There are multiple intriguing links between PD and cancer, particularly for melanoma, said Clemens R. Scherzer, MD, professor of neurology at Harvard Medical School, director of the Advanced Center for Parkinson’s Disease Research, and director of the precision neurology program at Brigham & Women’s Hospital.
“This study claims a potential associations between PD patients carrying the G2019S LRRK2 mutation and leukemia. Subset analyses point at possible signals for associations also with nonmelanoma skin cancer and colon cancer. This is intriguing and will inspire further work.”
“To identify and characterize LRRK2-positive patients around the globe is a huge endeavor. However, the main findings are preliminary, based on just five LRRK2-PD patients who reported leukemia,” Dr. Scherzer said.
“The risk for cancer in patients with LRRK2-PD will need evaluation in larger, prospective, and population-based cohorts before clinical recommendations can be made. The study is limited in sample size and vulnerable to false positives due to the multiple testing, confounders, and potential threats from recruitment and ascertainment bias.”
“This is another study from a group of investigators with a strong track record in LRRK2 and cancer. The results are overall consistent with their previous findings that LRRK2 is associated with certain cancers,” said Xiqun Chen, MD, PhD, assistant professor of neurology at Massachusetts General Hospital.
“It is important to further investigate whether LRRK2 is a causal contributor to these cancers. Biologically, LRRK2 can activate MEK-ERK-MAPK and AKT-4E-BP1, which mediate cell survival and proliferation. And structurally, the LRRK2 kinase domain shares similarity with the oncogene BRAF. Some cancers harbor somatic LRRK2 mutations. Better understanding of the biology would provide valuable insight into specific cellular contexts in determining cells’ final fate in response to a common pathogenic factor (LRRK2 G2019S).”
“The study provides evidence to inform a personalized medicine approach to screen LRRK2 mutation carriers for early detection for cancer,” she added. Dr. Chen became interested in the association between Parkinson’s and cancer about five years ago, and her lab is now focusing on studying why these connections occur. She recently organized a meeting in Boston to bring together neurologists and cancer specialists to begin a discussion and educate specialists in both fields.

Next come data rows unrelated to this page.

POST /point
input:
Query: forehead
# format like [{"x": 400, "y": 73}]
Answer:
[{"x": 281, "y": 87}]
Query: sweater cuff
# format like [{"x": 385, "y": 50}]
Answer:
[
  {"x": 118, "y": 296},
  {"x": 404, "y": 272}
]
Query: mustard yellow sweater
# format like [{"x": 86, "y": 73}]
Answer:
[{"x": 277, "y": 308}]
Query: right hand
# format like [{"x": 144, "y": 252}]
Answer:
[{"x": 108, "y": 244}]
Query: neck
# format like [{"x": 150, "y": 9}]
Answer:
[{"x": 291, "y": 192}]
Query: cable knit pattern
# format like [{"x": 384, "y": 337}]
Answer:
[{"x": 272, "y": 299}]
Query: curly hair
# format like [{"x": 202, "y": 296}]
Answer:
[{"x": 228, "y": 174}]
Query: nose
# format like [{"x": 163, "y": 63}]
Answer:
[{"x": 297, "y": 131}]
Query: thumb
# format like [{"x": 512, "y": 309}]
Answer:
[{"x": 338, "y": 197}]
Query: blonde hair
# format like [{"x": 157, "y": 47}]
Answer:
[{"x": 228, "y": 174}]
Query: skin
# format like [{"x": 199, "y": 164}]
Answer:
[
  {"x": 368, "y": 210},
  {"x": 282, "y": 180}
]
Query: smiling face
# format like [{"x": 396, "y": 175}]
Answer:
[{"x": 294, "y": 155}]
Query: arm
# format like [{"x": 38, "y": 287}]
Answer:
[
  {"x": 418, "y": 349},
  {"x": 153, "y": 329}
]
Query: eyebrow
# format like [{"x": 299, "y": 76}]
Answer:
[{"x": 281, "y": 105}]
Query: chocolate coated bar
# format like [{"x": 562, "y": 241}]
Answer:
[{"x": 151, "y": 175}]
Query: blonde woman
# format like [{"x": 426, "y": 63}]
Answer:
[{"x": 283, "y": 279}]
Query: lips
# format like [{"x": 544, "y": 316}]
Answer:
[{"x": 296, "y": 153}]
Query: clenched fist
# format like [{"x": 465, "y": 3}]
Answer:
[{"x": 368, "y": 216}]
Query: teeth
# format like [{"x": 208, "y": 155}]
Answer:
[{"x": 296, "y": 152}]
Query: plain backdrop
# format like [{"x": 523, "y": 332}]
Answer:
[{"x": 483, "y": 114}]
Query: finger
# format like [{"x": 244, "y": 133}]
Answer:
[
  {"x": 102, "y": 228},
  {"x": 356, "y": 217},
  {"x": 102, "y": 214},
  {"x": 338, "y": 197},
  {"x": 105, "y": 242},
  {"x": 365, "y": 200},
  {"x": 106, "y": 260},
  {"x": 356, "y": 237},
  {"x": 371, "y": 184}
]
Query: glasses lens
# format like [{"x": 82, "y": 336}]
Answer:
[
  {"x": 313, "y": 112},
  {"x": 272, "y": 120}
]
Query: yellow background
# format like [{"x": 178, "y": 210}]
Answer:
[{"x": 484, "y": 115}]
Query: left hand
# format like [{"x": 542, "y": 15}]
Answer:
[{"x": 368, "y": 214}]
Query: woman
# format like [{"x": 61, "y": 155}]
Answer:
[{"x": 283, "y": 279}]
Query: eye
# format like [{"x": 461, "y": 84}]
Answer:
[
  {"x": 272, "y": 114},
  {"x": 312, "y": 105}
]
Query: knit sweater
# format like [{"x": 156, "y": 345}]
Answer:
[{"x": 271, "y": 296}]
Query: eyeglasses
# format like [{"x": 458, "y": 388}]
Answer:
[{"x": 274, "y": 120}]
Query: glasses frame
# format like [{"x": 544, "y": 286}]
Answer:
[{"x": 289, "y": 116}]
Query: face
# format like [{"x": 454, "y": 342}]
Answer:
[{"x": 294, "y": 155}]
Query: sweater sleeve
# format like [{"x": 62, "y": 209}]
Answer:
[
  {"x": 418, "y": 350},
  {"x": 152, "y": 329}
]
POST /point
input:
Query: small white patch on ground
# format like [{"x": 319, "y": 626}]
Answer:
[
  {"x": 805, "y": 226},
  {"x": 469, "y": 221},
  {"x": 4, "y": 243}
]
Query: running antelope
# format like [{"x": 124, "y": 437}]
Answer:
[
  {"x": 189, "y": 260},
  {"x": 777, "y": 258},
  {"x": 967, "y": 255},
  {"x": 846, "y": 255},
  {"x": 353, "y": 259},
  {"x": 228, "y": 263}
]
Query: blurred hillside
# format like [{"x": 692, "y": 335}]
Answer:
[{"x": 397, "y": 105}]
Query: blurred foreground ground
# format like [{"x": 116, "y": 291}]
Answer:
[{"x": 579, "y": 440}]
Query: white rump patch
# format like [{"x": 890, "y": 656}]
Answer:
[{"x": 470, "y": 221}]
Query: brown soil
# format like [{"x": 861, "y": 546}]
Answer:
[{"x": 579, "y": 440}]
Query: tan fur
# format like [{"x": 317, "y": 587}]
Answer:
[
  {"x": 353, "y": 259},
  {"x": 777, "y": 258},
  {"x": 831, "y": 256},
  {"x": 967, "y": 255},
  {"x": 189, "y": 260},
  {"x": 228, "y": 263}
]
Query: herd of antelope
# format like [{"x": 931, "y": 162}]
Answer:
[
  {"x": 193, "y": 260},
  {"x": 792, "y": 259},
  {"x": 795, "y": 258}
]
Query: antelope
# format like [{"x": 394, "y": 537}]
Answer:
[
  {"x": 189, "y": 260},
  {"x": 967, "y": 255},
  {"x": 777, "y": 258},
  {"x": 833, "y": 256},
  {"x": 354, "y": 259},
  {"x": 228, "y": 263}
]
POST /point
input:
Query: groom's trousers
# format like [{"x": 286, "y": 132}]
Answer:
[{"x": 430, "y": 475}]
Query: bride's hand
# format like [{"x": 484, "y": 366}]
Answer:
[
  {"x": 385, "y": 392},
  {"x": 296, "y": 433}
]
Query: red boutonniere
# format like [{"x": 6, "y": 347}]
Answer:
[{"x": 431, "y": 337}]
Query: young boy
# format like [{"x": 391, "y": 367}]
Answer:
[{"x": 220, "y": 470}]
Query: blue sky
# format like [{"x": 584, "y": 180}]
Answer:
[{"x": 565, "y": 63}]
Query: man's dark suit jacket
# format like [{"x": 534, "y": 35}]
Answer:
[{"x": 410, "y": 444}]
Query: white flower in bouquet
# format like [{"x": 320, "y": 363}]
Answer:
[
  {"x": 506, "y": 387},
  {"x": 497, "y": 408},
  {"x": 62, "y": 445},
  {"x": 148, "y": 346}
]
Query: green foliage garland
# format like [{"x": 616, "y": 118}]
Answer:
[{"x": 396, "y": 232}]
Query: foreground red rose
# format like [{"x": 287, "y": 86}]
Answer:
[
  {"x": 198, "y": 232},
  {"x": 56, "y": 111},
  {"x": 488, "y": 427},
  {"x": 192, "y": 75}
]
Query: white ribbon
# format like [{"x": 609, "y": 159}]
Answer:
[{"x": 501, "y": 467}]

Drs. Agalliu and Chen had no conflicts of interest. Dr. Scherzer has collaborated with Pfizer, OPKO, Proteome Sciences, Sanofi, and Berg Health; has consulted for Sanofi; has served as advisor to the Michael J. Fox Foundation, NIH, Department of Defense; is on the scientific advisory board of the American Parkinson Disease Association; has received funding from the NIH, the US Department of Defense, the Harvard NeuroDiscovery Center, the Michael J. Fox Foundation, and American Parkinson Disease Association.